До того, как нашли отделение милиции, пришлось покружить по району — проехали даже мимо той самой заброшенной больницы в форме значка радиации, в которую зачем-то влез Миша. Они и сами нередко её видели, когда жили в Долгопрудном, но желания заглянуть как-то не возникало. Припарковавшись, устало переглянулись и вышли из машины. Миша с пятью друзьями сидел в одном из кабинетов, и тот напоминал школьный — парты в несколько рядов, напротив — стол, за столом — милиционер. Возле милиционера какая-то старушка тихо объясняет свою, очевидно, невеселую ситуацию. Миша с компанией — за двумя партами. Трое мальчишек, две девочки. У одной губы накрашены черным, и она к Мише как-то особенно близко, кажется, даже опирается. И тут Лёва понял, что его расстроенно-обиженный гнусавый тон действительно ситуации не поможет. Потом он даст какой-нибудь совет, когда сам будет спокоен, но сейчас пусть с проблемами разбирается Шурик. Не мешать — это тоже умение. Он Мишу в этот момент мог научить только тому, что что бы тот ни сделал — Лёва с ума сойдёт от своей тревожности.
— Ну и шо вы натворили, шпана? Когда родители приедут? — заявил о себе Шура.
Ребята что-то ответили пристыженно и тихо. Лёва стоял в стороне, сложив руки на груди, стараясь справиться с эмоциями. Шура спросил у майора, могут ли они развезти детей по домам сами, и на Лёвино счастье им решительно отказали. Услышав этот вопрос, Лёва посмотрел на Шуру так, что тот аж обернулся на него — взгляд обжёг. Шура, ничего лишнего не говоря, кивнул Мише на дверь. Миша напоследок коснулся плечика девочки, а парням пожал руки и сказал: «Ладно, мужики, до скорого» — будто они не в заброшку залезли, а оказались в сериале «Бригада». Лёва снова закатил глаза. Неужели и они были такими нелепыми? Пожалуй, даже хуже.
— Садись в машину, мы скоро, — попросил Шура, и Лёва сел.
Шура отвёл Мишу в сторону и долго что-то объяснял. Лёва не слышал, но видел достаточно: вот Шура говорит почти спокойно, потому что курит, а потом сигарета кончается, и он начинает жестикулировать. Стучит себе по лбу ребром ладони, показывает пальцем на Мишу, кивает, складывает руки на груди. Лёва приоткрыл окно, и до него стали долетать какие-то обрывки фраз.

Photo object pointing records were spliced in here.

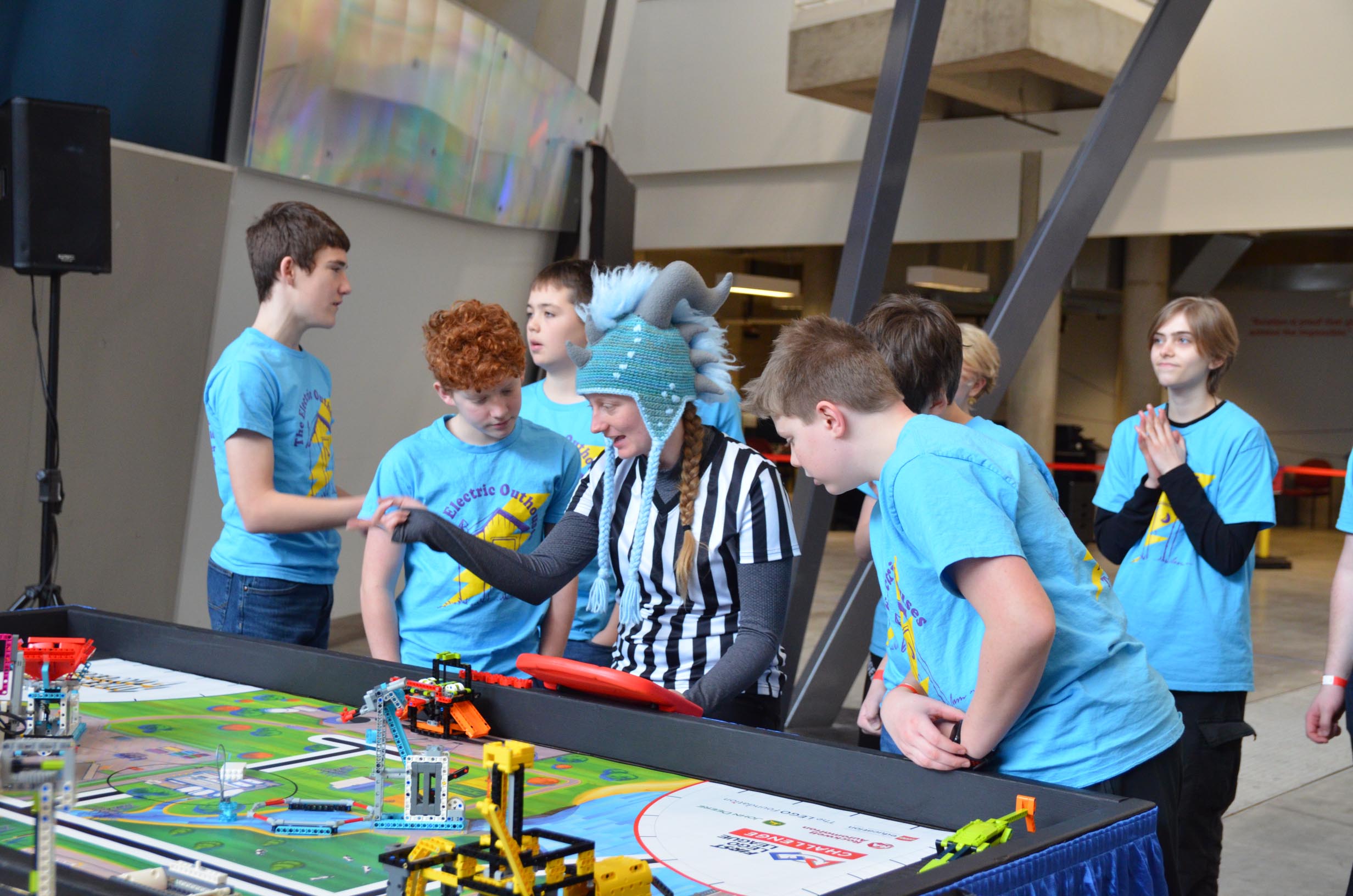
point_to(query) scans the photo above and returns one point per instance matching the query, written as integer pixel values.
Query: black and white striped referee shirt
(742, 516)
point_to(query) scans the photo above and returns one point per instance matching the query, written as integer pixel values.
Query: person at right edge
(1186, 490)
(1333, 700)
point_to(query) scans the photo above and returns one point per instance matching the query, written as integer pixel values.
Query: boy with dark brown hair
(271, 420)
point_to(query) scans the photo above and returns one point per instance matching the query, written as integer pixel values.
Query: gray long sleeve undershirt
(762, 588)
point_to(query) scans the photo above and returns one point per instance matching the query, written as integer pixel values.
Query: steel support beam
(1206, 270)
(1118, 125)
(831, 669)
(869, 240)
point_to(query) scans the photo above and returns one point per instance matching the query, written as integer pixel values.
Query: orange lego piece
(468, 719)
(63, 656)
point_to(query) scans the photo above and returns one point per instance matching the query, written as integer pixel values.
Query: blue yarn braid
(600, 593)
(629, 597)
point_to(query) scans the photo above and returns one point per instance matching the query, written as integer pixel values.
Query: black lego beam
(1118, 125)
(1206, 270)
(869, 240)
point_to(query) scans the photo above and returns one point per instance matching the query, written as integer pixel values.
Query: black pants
(1157, 780)
(869, 740)
(1348, 716)
(756, 711)
(1214, 726)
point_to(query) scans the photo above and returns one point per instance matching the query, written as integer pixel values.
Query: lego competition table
(715, 808)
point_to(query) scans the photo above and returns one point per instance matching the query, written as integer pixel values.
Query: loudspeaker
(56, 194)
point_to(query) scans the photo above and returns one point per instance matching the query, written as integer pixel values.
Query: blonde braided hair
(693, 446)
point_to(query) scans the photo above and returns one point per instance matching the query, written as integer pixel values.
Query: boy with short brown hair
(270, 420)
(502, 478)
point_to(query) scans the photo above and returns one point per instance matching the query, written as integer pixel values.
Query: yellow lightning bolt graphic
(1164, 516)
(908, 635)
(322, 473)
(1097, 574)
(509, 528)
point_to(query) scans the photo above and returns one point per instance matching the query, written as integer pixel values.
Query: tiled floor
(1291, 826)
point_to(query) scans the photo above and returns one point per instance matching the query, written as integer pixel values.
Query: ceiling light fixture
(766, 287)
(950, 279)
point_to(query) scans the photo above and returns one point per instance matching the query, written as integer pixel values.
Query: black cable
(11, 725)
(42, 371)
(52, 421)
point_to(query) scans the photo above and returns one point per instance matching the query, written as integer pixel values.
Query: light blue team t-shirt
(1194, 620)
(1345, 522)
(949, 495)
(1015, 441)
(263, 386)
(574, 423)
(504, 493)
(877, 539)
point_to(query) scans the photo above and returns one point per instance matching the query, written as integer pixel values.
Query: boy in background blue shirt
(927, 354)
(1011, 649)
(1180, 504)
(489, 472)
(554, 320)
(271, 420)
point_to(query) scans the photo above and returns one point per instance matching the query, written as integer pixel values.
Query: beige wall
(404, 266)
(133, 358)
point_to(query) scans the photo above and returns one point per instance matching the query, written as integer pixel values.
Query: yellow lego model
(508, 860)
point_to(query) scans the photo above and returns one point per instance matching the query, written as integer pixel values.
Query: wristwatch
(955, 735)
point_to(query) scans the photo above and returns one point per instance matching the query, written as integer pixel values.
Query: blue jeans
(276, 609)
(588, 653)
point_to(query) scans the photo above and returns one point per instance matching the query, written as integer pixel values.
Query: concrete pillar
(1147, 272)
(819, 278)
(1031, 399)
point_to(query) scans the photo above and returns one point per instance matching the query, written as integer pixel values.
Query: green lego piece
(973, 837)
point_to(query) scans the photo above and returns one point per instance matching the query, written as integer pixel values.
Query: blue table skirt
(1121, 860)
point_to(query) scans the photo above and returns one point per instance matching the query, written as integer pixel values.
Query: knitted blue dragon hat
(651, 336)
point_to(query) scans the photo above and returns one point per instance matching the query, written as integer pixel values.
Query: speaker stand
(51, 490)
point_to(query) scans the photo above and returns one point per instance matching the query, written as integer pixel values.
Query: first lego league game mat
(149, 793)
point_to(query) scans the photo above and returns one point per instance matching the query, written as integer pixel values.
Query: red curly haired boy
(483, 469)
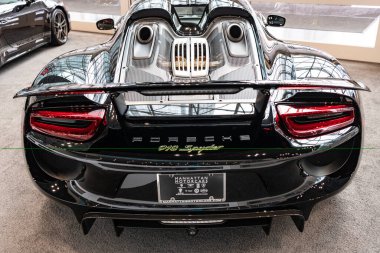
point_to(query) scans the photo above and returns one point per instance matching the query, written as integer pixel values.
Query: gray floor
(29, 222)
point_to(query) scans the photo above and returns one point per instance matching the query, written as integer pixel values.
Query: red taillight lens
(311, 121)
(76, 125)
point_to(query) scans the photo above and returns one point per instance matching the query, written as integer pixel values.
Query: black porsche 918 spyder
(26, 25)
(192, 115)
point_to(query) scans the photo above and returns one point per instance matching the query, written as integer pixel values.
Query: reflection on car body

— …Там же бомжи, собаки, хер знает что, а ты мало, что сам попёрся, ещё и девкам позволил. Знаешь, что в таких местах творится? Ночью, ну твою ж за но́гу, как можно было додуматься?.. с алкашкой… ага, все пили, а ты рядом стоял, конечно. Натворил, так признайся. Даже если они пили, а ты нет, думаешь, это лучше? А если бы кто-то пьяный равновесие потерял и упал там и шею сломал? Это ж недострой. Ну и зачем ты это сделал?

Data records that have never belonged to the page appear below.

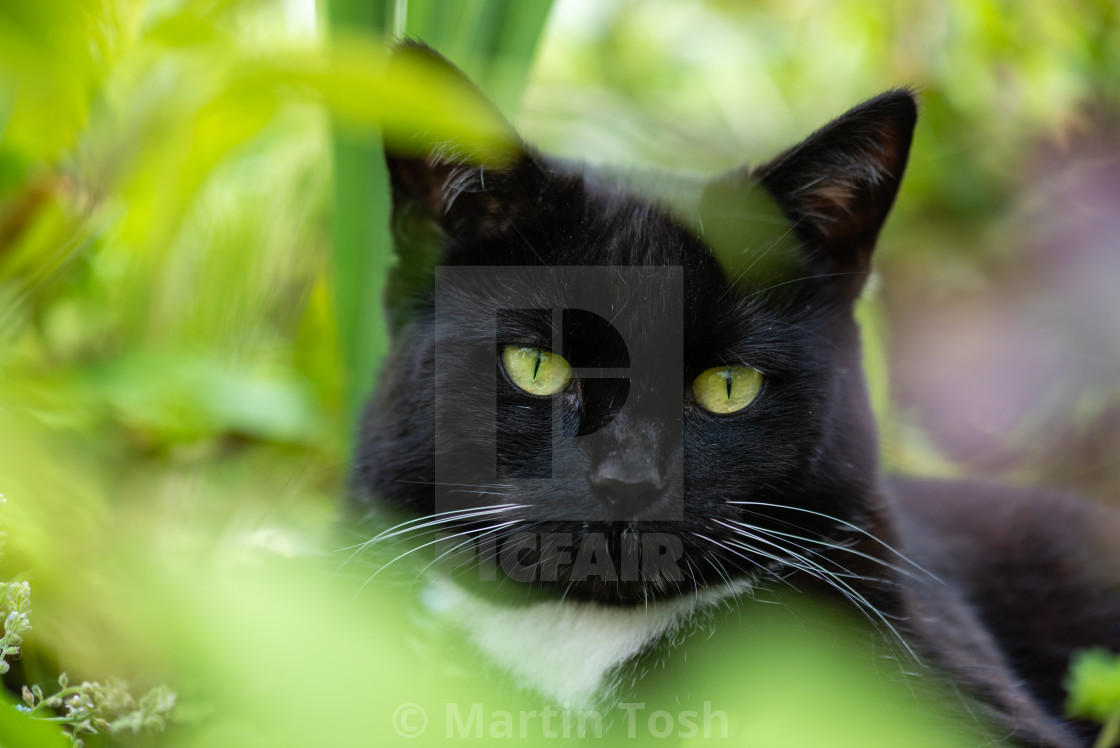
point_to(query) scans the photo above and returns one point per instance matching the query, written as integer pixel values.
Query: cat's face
(619, 396)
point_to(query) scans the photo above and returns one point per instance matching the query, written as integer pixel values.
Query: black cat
(636, 400)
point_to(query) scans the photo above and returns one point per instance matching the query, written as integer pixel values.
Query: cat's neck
(571, 652)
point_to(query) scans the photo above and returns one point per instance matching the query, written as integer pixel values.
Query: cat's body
(774, 480)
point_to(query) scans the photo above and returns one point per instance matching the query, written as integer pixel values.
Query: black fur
(772, 260)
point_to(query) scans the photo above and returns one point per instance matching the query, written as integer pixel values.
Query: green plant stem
(1110, 735)
(62, 694)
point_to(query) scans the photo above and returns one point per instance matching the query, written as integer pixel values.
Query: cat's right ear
(455, 187)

— Просто захотелось ярких ощущений. Не знаю. Живее себя чувствую. А если пьёшь, голова легче. Не так много мыслей, — проговорил Миша, вздохнув.
— В каком смысле?
— Постоянно шумно в голове. А когда я что-то такое делаю, легче. И переживаю меньше. По-другому с этим не справиться.
— Почему не говорил?
— Не знал, что так будет. Да я это и не замечал. Я же себя не спрашивал — а зачем я это делаю… Просто сильно захотелось.

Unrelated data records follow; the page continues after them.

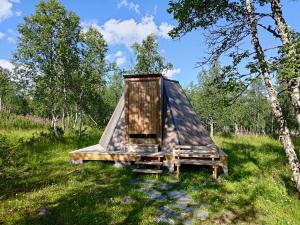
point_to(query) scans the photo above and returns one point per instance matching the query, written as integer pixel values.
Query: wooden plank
(198, 162)
(104, 157)
(193, 147)
(191, 151)
(146, 171)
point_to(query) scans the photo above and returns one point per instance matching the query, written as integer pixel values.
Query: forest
(63, 90)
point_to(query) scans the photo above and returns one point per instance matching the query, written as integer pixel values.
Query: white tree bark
(276, 108)
(282, 28)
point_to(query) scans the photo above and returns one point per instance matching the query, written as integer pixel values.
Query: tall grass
(13, 121)
(258, 190)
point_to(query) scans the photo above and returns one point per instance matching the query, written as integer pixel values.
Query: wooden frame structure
(153, 125)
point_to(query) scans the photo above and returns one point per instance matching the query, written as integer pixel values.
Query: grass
(258, 189)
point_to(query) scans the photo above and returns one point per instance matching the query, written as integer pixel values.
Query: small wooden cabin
(143, 107)
(154, 124)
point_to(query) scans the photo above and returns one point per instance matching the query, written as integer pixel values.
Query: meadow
(36, 176)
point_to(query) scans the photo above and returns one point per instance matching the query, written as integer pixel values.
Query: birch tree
(291, 50)
(228, 24)
(46, 55)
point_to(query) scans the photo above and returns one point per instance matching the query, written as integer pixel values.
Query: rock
(164, 187)
(164, 219)
(169, 212)
(184, 208)
(153, 194)
(127, 200)
(202, 214)
(180, 197)
(42, 212)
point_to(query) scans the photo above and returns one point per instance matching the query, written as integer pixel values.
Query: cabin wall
(143, 103)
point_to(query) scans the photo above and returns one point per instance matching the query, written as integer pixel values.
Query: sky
(124, 22)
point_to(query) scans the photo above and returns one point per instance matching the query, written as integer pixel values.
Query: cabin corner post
(224, 161)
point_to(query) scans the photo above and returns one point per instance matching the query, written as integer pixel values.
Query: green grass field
(258, 189)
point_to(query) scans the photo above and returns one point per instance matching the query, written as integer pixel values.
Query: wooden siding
(143, 109)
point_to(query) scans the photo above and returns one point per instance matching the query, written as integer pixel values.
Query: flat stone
(202, 214)
(164, 219)
(164, 187)
(153, 194)
(180, 197)
(184, 208)
(42, 212)
(169, 212)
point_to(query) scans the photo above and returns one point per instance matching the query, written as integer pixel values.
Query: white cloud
(11, 40)
(129, 31)
(6, 9)
(118, 57)
(120, 61)
(164, 29)
(6, 64)
(1, 35)
(132, 6)
(170, 73)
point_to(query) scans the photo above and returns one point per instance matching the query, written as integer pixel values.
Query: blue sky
(124, 22)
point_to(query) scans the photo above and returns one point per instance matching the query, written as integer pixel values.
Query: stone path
(176, 206)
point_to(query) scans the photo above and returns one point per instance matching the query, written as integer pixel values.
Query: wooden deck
(96, 152)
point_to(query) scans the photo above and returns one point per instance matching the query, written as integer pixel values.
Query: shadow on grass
(99, 202)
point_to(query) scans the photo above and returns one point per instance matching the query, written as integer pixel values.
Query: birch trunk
(211, 124)
(284, 132)
(293, 83)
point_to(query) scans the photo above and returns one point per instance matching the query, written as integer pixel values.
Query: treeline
(226, 110)
(61, 71)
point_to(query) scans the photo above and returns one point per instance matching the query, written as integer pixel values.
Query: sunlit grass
(258, 189)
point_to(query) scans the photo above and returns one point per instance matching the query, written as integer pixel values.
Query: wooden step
(198, 162)
(146, 171)
(147, 163)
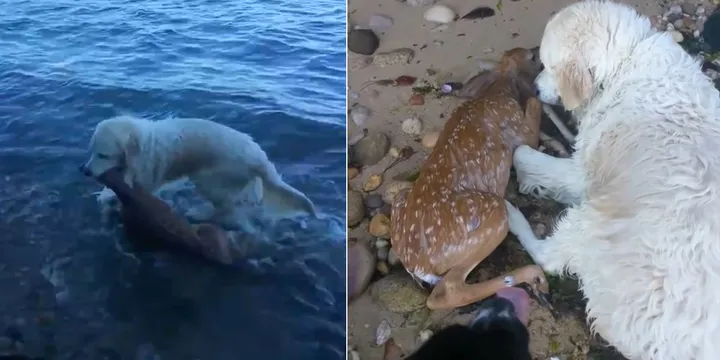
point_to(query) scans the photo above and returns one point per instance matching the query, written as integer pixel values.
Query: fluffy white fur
(643, 230)
(225, 165)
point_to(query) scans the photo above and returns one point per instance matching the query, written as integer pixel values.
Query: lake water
(274, 69)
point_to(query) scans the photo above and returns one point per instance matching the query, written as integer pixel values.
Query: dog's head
(584, 45)
(498, 332)
(113, 144)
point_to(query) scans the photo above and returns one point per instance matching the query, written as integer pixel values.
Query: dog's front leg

— Миша, ты можешь сказать мне что угодно, и я найду решение. Почему ты… ладно, я понимаю, почему. Просто давай с тобой договоримся. Всё равно я всё узнаю. Можно найти другой способ, а не подставляться и нас не подставлять. Всё равно все о твоих проблемах узнают, вопрос только — на каком этапе. Когда уже говно случилось или когда тебя ещё можно поддержать и всё обсудить и сгладить. Поздравляю, экстримал, теперь ты на учёте. И вся наша семья тоже. Что делать будешь?
— Не знаю. Всё, что нужно будет. Мне стыдно. Я всё сделаю, что надо будет.
Шура вздохнул, покивал, помолчал. Догадался вдруг:
— Так ты поэтому всё время учишься? Из-за шума? Из-за этих своих мыслей?
— А ты почему всё время музыку слушаешь и куришь?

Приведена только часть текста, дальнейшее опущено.